Radix sort and counting sort are both extremely efficient for this problem. For example, this is a cheap implementation of counting sort:

package sort;

import java.util.Scanner;

public class Main {

    public static void main(String[] args)
	{
        Scanner in = new Scanner(System.in);

		int n = in.nextInt();
		int[] count = new int[1000001];

		for(int i=0; i<n; i++)
		{
			count[in.nextInt()]++;
		}

		for(int i=0; i<=1000000; i++)
		{
			for(int j=0; j<count[i]; j++)
			{
				System.out.println(i);
			}
		}
    }

}


#9
chili5

chili5

    Writes binary right handed and hex left handed

  • Members
  • PipPipPipPipPipPipPipPipPip
  • 7,247 posts
Well Winged was right, the sorting is not the problem, reading the input is the problem. Using the scanner on my computer, reading the input takes 10 seconds.

So I guess there must be a more optimal way of reading the data?

#10
zoranh

zoranh

    Programming Professional

  • Members
  • PipPipPipPipPip
  • 207 posts
According to problem statement, values in the array are limited to 1,000,001 different values. This is quite small number these days, so bucket sort can be applied very easy.

In the most extreme version of bucket sort you don't sort values from the input, but rather count how many times each of the values appears in the input array.

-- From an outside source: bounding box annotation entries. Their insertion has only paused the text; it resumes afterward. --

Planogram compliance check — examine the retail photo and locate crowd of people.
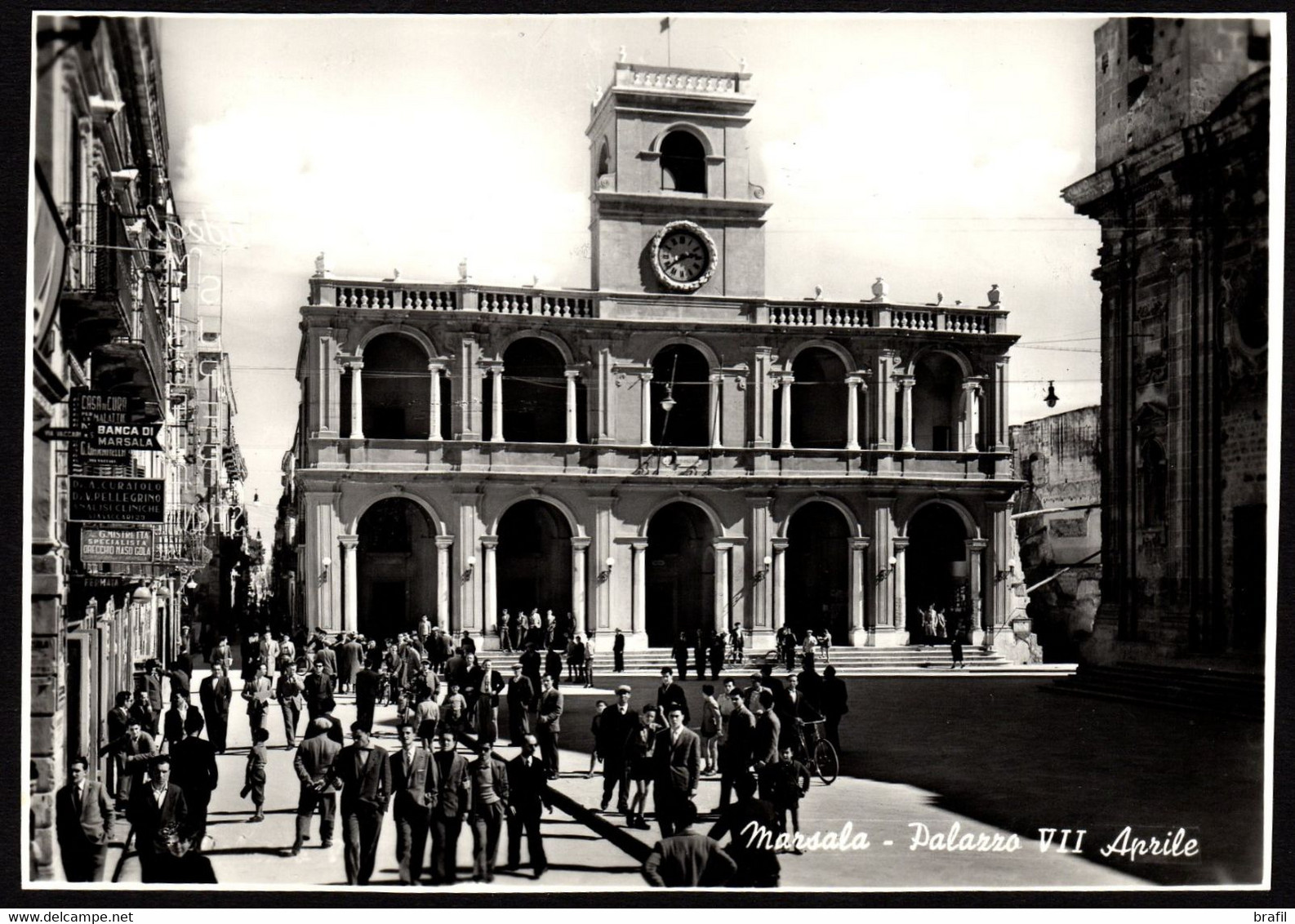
[75,613,847,885]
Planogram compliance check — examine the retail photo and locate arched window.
[661,131,705,193]
[1138,440,1169,529]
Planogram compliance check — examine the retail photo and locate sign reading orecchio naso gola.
[82,526,153,564]
[67,475,166,523]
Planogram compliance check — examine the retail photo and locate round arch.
[355,323,438,362]
[639,495,728,540]
[342,491,449,535]
[899,347,975,378]
[899,497,981,539]
[782,339,859,375]
[648,122,714,157]
[778,495,864,539]
[484,491,588,535]
[495,327,575,366]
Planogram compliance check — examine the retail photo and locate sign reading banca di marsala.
[67,475,166,523]
[82,526,153,564]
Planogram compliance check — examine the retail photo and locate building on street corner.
[27,16,251,879]
[277,62,1025,657]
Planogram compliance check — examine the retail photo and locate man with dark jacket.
[656,668,689,725]
[594,683,639,813]
[431,729,473,885]
[292,716,342,857]
[719,687,755,811]
[535,674,562,779]
[55,757,117,882]
[818,664,849,753]
[504,735,553,879]
[198,661,233,754]
[652,705,702,837]
[171,708,220,851]
[329,722,391,885]
[508,664,535,745]
[388,724,439,885]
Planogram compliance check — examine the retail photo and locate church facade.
[285,64,1023,651]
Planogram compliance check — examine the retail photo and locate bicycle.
[796,718,840,785]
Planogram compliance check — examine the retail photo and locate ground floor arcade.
[298,478,1019,650]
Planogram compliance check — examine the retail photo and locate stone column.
[990,356,1008,453]
[630,539,648,635]
[639,371,652,446]
[895,375,917,453]
[336,535,360,632]
[480,535,499,638]
[873,349,899,451]
[427,362,446,440]
[567,533,594,635]
[714,542,733,632]
[709,373,724,449]
[846,375,862,449]
[345,360,364,440]
[435,535,455,632]
[562,369,581,444]
[849,535,869,647]
[891,535,908,626]
[490,361,504,442]
[961,375,984,453]
[769,537,787,633]
[966,540,990,645]
[778,373,795,449]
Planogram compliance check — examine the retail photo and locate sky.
[151,14,1102,541]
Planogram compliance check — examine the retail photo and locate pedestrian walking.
[55,757,117,882]
[504,735,553,879]
[329,722,391,885]
[292,716,342,857]
[431,729,473,885]
[391,725,438,885]
[469,741,509,882]
[238,729,269,823]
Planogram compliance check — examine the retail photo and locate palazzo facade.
[283,64,1023,651]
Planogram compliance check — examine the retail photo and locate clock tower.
[586,62,769,298]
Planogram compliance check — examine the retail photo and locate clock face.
[652,221,714,291]
[656,230,711,282]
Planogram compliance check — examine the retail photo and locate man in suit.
[171,709,220,851]
[751,690,782,798]
[198,668,233,754]
[329,722,391,885]
[535,674,562,779]
[508,664,535,744]
[431,729,473,885]
[643,797,737,889]
[652,705,702,837]
[612,629,625,674]
[55,757,117,882]
[594,683,639,813]
[504,735,553,879]
[355,665,382,731]
[388,719,439,885]
[470,740,508,882]
[656,668,689,725]
[292,716,342,857]
[126,754,189,882]
[302,656,336,722]
[718,687,755,811]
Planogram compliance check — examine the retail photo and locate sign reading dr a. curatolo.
[82,526,153,564]
[67,475,166,523]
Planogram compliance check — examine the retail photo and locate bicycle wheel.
[813,738,840,785]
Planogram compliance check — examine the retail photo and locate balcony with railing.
[308,276,1008,336]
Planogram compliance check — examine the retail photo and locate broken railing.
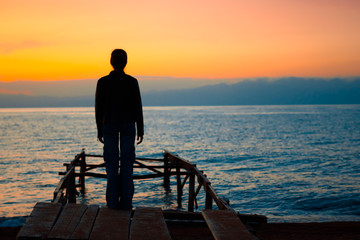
[53,149,231,212]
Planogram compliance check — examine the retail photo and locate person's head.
[110,49,127,71]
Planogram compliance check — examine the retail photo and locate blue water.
[0,105,360,225]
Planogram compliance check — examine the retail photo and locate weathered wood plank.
[90,207,131,240]
[70,205,99,240]
[48,203,87,239]
[202,209,256,240]
[16,202,62,240]
[130,207,171,240]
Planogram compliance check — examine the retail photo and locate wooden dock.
[17,202,262,240]
[17,151,267,240]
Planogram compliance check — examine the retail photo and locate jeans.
[103,122,135,210]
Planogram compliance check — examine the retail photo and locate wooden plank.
[48,203,87,239]
[70,205,99,240]
[202,209,256,240]
[90,207,131,240]
[16,202,62,239]
[130,207,171,240]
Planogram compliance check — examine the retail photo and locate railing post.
[176,166,183,208]
[205,186,212,209]
[164,153,170,188]
[79,149,86,194]
[188,172,195,212]
[66,167,76,203]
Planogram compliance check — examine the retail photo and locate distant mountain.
[0,77,360,107]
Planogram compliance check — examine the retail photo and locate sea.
[0,105,360,226]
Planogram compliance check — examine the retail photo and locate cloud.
[0,40,47,54]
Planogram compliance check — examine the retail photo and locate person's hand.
[136,136,144,144]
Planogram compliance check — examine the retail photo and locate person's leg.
[103,125,120,208]
[120,123,135,210]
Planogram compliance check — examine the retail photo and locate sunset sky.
[0,0,360,81]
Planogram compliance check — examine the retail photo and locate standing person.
[95,49,144,210]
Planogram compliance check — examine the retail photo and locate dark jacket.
[95,71,144,137]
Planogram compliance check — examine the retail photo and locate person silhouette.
[95,49,144,210]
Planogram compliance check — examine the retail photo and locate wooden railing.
[53,149,231,212]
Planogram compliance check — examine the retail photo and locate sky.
[0,0,360,83]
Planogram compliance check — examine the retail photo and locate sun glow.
[0,0,360,81]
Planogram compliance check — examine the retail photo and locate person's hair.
[110,49,127,70]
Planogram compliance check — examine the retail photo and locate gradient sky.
[0,0,360,81]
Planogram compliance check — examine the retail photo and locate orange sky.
[0,0,360,81]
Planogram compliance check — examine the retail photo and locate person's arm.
[95,79,104,143]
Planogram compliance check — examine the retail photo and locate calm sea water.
[0,105,360,225]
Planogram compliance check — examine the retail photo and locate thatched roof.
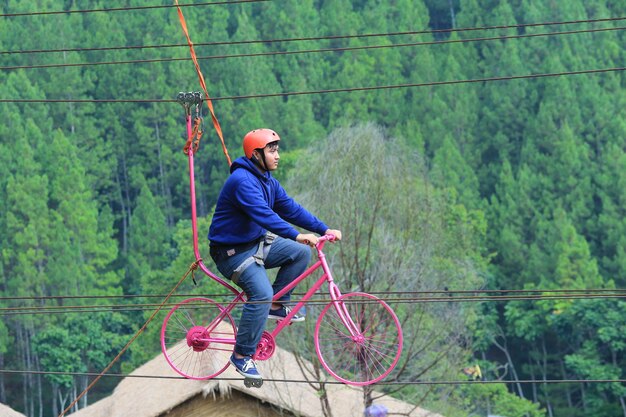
[0,403,26,417]
[72,338,441,417]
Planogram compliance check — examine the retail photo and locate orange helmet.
[243,129,280,158]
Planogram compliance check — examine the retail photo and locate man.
[209,129,341,379]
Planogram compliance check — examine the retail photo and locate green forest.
[0,0,626,417]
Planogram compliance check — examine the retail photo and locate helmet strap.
[250,149,267,172]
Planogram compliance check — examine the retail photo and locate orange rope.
[174,0,232,166]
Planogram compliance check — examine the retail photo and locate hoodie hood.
[230,156,272,181]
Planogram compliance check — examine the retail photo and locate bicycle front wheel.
[161,298,237,379]
[315,293,402,385]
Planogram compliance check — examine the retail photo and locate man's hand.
[296,233,318,247]
[324,229,341,240]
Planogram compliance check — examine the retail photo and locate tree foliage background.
[0,0,626,417]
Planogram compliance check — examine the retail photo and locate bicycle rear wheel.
[161,298,237,379]
[315,293,402,385]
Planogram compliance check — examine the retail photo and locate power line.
[0,369,626,385]
[0,0,270,17]
[0,27,626,71]
[0,290,626,316]
[0,67,626,103]
[0,288,626,301]
[0,17,626,55]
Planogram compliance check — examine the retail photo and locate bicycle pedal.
[243,378,263,388]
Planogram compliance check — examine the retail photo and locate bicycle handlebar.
[315,234,335,250]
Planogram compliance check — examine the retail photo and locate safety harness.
[224,232,277,284]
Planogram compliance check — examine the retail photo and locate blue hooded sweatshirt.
[209,156,328,245]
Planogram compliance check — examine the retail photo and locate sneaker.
[230,353,262,379]
[267,306,304,323]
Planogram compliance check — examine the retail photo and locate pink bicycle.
[161,92,402,387]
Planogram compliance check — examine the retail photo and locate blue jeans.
[216,237,311,356]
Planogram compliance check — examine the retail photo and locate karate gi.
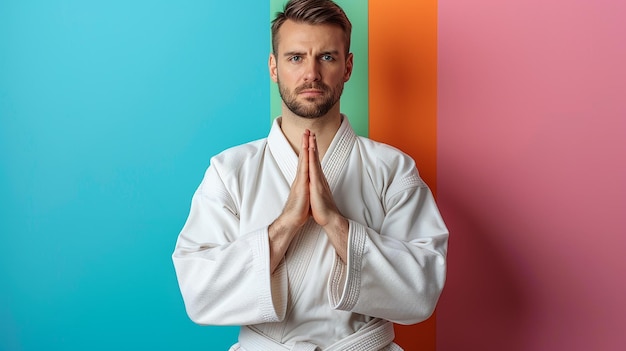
[173,116,448,351]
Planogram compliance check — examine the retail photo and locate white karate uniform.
[173,117,448,351]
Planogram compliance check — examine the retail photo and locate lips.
[296,85,327,95]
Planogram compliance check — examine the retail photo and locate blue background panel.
[0,0,269,350]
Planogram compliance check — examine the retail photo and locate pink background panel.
[437,0,626,351]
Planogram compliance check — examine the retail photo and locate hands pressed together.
[269,129,349,272]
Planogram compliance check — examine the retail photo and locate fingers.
[295,129,311,183]
[308,133,323,181]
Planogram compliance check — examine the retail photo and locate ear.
[267,54,278,83]
[343,53,354,83]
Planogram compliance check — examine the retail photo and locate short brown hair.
[272,0,352,55]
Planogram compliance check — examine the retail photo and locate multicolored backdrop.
[0,0,626,351]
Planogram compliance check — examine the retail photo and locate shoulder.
[357,137,416,172]
[357,137,426,195]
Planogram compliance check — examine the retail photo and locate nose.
[304,60,322,82]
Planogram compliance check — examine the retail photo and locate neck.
[280,104,341,160]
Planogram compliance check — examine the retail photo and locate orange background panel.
[369,0,437,351]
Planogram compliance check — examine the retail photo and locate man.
[173,0,448,351]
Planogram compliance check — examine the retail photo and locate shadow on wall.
[437,191,530,351]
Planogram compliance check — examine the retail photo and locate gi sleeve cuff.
[245,227,287,322]
[328,220,367,311]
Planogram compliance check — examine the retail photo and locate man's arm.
[328,150,448,324]
[172,158,287,325]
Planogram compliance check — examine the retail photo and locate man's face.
[269,20,352,118]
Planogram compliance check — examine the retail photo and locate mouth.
[299,89,324,96]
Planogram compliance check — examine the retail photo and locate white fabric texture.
[173,117,448,351]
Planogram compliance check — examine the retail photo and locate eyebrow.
[283,50,339,57]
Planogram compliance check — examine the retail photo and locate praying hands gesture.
[268,129,349,272]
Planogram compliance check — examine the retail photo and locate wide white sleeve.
[328,170,448,324]
[172,166,287,325]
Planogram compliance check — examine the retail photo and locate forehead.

Then you just output each of the values as many times as it has appeared on input.

This is the C# implementation which sorts randomly generated million numbers in a blink of an eye. Though needs dozen of seconds to put them in file then.

using System;

namespace BucketSort
{
    class Program
    {
        static void Main(string[] args)
        {

            int maxValue = 1000000;
            int inputValuesCount = 1000000;
            int[] sortedCount = new int[maxValue + 1];
            int[] input = new int[inputValuesCount];

            Random rnd = new Random();
            for (int i = 0; i < inputValuesCount; i++)
                input[i] = rnd.Next(maxValue + 1);

            // Now comes the bucket sort
            for (int i = 0; i < input.Length; i++)
                sortedCount[input[i]]++;

            // Now comes the printing out
            for (int i = 0; i < sortedCount.Length; i++)
                for (int j = 0; j < sortedCount[i]; j++)
                    Console.WriteLine(i);

        }
    }
}
At the end, you should know that any comparison-based sorting algorithm (insert sort, quick sort, etc.) is bound to at least O(N logN) complexity, which is easily proved based on decision trees and Stirling's approximation of logarithm function (you can easily find this proof on Google I suppose). So technically, this conclusion stands firm for balanced trees and any other implementation which is based on comparing values.

So to run under O(N logN) you must do something that is not comparison based. Bucket sort is one of solutions.

And one curiosity for the end. Bucket sort and Radix sort were devised many years before personal computers. These algorithms had to be devised because processing machines were quite rudimentary in their structure and had to perform on extremely efficient algorithms in order to do anything in their domain.